8 of 384 comments (clear)

  1. Give VirtualBox a try! by Anonymous Coward · · Score: 5, Interesting

    http://www.virtualbox.org/

    1. Re:Give VirtualBox a try! by FictionPimp · · Score: 4, Informative

      Use the export function. This will export the VM in OVF format, which is a portable format you can move to anywhere, even to vmware.

    2. Re:Give VirtualBox a try! by JWSmythe · · Score: 4, Informative

          Export then import. It's easy.

          I made an image for someone on my Windows 7 Ultimate 64 bit machine, so they could use it on their Mac. I exported it, they imported it, and everything ran flawlessly. They were delighted.

          And yes, you can run a machine from the command line. I have OpenVPN Access Server in a virtual machine running on my Linux server. OpenVPN Access Server didn't want to run natively on one of my physical server, so I stuck it in a box. :) Xorg is not running on the server (for obvious reasons), so it just starts at boot time with: /opt/VirtualBox/VBoxHeadless -startvm OpenVPN

      --
      Serious? Seriousness is well above my pay grade.
  2. VitrtuaBox by mattver2 · · Score: 5, Informative

    I have used VirtualBox quite a bit and I find it completely satisfactory. I have run both Win XP on Ubuntu hosts and Ubunutu on Win XP hosts and it has always worked very well. http://www.virtualbox.org/ I think it would do everything you want.

    1. Re:VitrtuaBox by MBGMorden · · Score: 4, Informative

      If your'e looking to have a specialized server that ONLY hosts VM's, then there is some merit to running ESXi. It's free too, and the resource footprint is pretty small. Personally, I would only use VirtualBox or VMWare Server in cases where I still wanted to use the machine running the VM's as a desktop in it's own right. Otherwise, ESXi is the way to go. That said, I DO use my home desktop to serve VM's in addition to regular desktop usage, so it runs Virtualbox :). I use ESXi for virtualizing servers at work though.

      --
      "People who think they know everything are very annoying to those of us who do."-Mark Twain
  3. Don't do it by timeOday · · Score: 5, Insightful
    You won't be happy scrolling around a big image within a VM - the graphics performance just isn't there. It will work OK, but you'll always wish you were running natively.

    I use VMWare Workstation for much of each day to run MS Office Apps, and it's very useful - but no VM performs well graphically.

  4. Desktop virtualization? by hjf · · Score: 5, Insightful

    You mean desktop virtualization?
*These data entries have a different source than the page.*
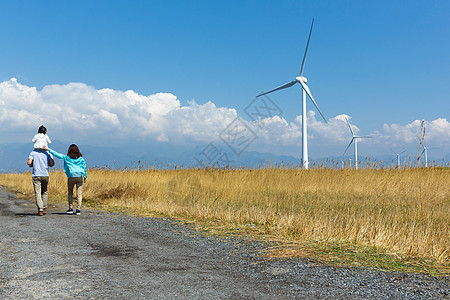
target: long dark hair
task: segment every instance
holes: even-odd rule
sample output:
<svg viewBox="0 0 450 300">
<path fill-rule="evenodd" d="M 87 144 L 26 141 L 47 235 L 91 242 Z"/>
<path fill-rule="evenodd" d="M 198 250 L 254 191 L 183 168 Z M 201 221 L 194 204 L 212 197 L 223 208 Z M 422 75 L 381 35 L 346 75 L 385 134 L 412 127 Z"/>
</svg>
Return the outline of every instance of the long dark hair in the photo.
<svg viewBox="0 0 450 300">
<path fill-rule="evenodd" d="M 77 159 L 79 157 L 82 157 L 83 154 L 81 154 L 80 149 L 78 149 L 77 145 L 72 144 L 69 146 L 69 150 L 67 150 L 67 156 L 73 159 Z"/>
</svg>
Do you need to run 2+ OSes at the same time? That's what virtualization is for. Or do you need to just suspend and restore states? You can get away with hibernation for that. Or do you mean go back in time to a known working configuration? Windows can do that (System Restore), but I don't really see why you would need that on your main machine. If you're trying stuff out, you should try it inside the VM anyway (you use Workstation or VirtualBox for that).

    ESX is nice, but it's not what you think. You don't get a local console (last time I checked, anyway), you're supposed to access it from SSH or VNC. It also designed for datacenter stuff (like SAS disks and controllers. It doesn't support IDE for example). You're looking for VMWare Workstation (Paid) or VirtualBox (free for non-commercial use), which are pretty fast. Paravirtualization (ESX or XEN) will give ~98% speed on Linux (on a PV kernel) and Windows only works well if you use GPLPV drivers, otherwise is slow as hell.
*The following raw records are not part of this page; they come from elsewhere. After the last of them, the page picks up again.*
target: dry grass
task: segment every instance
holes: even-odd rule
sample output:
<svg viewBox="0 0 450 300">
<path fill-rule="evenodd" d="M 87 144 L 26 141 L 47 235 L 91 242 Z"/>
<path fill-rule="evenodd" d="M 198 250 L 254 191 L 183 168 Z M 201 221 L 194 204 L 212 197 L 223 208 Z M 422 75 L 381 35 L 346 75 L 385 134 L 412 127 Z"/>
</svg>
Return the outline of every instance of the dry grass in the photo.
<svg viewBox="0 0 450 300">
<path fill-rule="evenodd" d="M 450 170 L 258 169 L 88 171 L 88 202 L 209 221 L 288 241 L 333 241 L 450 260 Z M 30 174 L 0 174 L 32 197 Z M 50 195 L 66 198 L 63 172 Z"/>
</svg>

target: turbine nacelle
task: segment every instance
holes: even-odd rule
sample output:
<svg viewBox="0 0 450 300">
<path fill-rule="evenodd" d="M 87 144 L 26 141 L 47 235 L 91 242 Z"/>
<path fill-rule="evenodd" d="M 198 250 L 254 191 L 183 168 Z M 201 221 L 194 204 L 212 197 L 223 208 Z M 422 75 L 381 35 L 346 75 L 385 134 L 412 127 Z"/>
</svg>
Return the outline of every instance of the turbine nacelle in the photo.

    I'd just recommemd you stay away from virtualization if you're just a desktop user. Unless you're trying out shareware/malware/stuff that can break your install. If you're upgrading, why not use the old machine to try ESX, XEN and other stuff and figure out yourself how you want to use it? Stick to dual-boot for now.

  5. Re:One acronym: KVM by suso · · Score: 4, Informative

    RHEL6 dumping Xen is actually a mistake. Not that KVM is bad, but Xen is actually really good and works well in production. The community is at fault for not trying to do more to integrate Xen into the kernel better.

    But such is the way with open source. Dump a working solution in favor of an up and coming newbie with its own set of problems.